Werner Feiersinger
Werner Feiersinger
- 17.11.2010–15.01.2011
The Martin Janda Gallery is showing from 17 November 2010 to 15 January 2011 the fourth solo exhibition of Werner Feiersinger.
A reddish-brown balustrade has been diagonally inserted into the gallery’s premier showroom, obstructing, as it were, the visitor’s progress. Behind it, is a glaring black board propped up by a metallic construction. A white, octagonal plinth steers the visitor’s gaze towards the second showroom, while next to it, a grey, ladder-like object aspires to scale some height; a small, yellow piece on the floor refers to the ground level. Werner Feiersinger, in positioning these variegated objects like signs within the exhibition space, thus opens up various planes of reference. By this process of “setting things up in relationship to one another” the artist creates a specific spatial depth and corresponding atmosphere.

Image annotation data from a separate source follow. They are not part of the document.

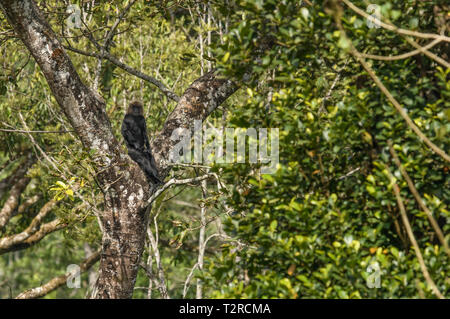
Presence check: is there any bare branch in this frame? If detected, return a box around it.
[342,0,450,42]
[386,166,444,299]
[388,140,450,256]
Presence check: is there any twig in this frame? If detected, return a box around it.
[342,0,450,42]
[386,166,444,299]
[388,140,450,256]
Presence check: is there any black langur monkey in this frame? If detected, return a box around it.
[121,101,162,184]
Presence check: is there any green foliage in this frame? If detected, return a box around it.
[205,0,450,298]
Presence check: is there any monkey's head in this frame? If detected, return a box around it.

“These sculptures are reminders; misremembered resemblances, like a face you might recognize but can’t quite place. Werner Feiersinger’s discrete objects may appear to be like boats, handrails, platforms, chairs, fences or ladders, but they are never exactly those things. They have a proximity to architecture and its attendant furnishings without ever becoming an illustration of, or appendage to, either. They express affinity without over-identifying, resulting in a contradictory appearance of aloofness and stability.” (Kirsty Bell)
Feiersinger frequently employs references from the mundane level of daily life, transforming and translating them. This applies equally to the reddish-brown banister, which refers back to the handrails found at the Vienna Stadium Baths. The sculpture manages to get by without specific details, its sole reference point being the surrounding space. It creates a passageway, which viewers can stride through, thus becoming, themselves, a part of the installation. Through the special treatment he gives to his surfaces, Feiersinger eliminates the sculptures’ intrinsic weight and any sense of gravitas.
The sculptural works have been juxtaposed with two photographs. They depict buildings and constructions (in this case, a bridge in Genoa, and the interior of a children’s home in the vicinity of Trieste), whose sculptural presence fascinates the artist.
“Though it is tempting to read the photographs as an indexical reference system through which to interpret and locate the objects, the autonomy of the sculptures and their formal shifting of a generic vocabulary resist such clarity. Rather, the sculptures and photographs together produce two separate, parallel systems of articulation.” (Kirsty Bell)
In December of 2010, Werner Feiersinger’s new publication Sculptures, with an essay by Kirsty Bell, is scheduled to be published by Distanz Verlag, Berlin.
In the lower part of the gallery we will be showing a selection of works by Roman Signer.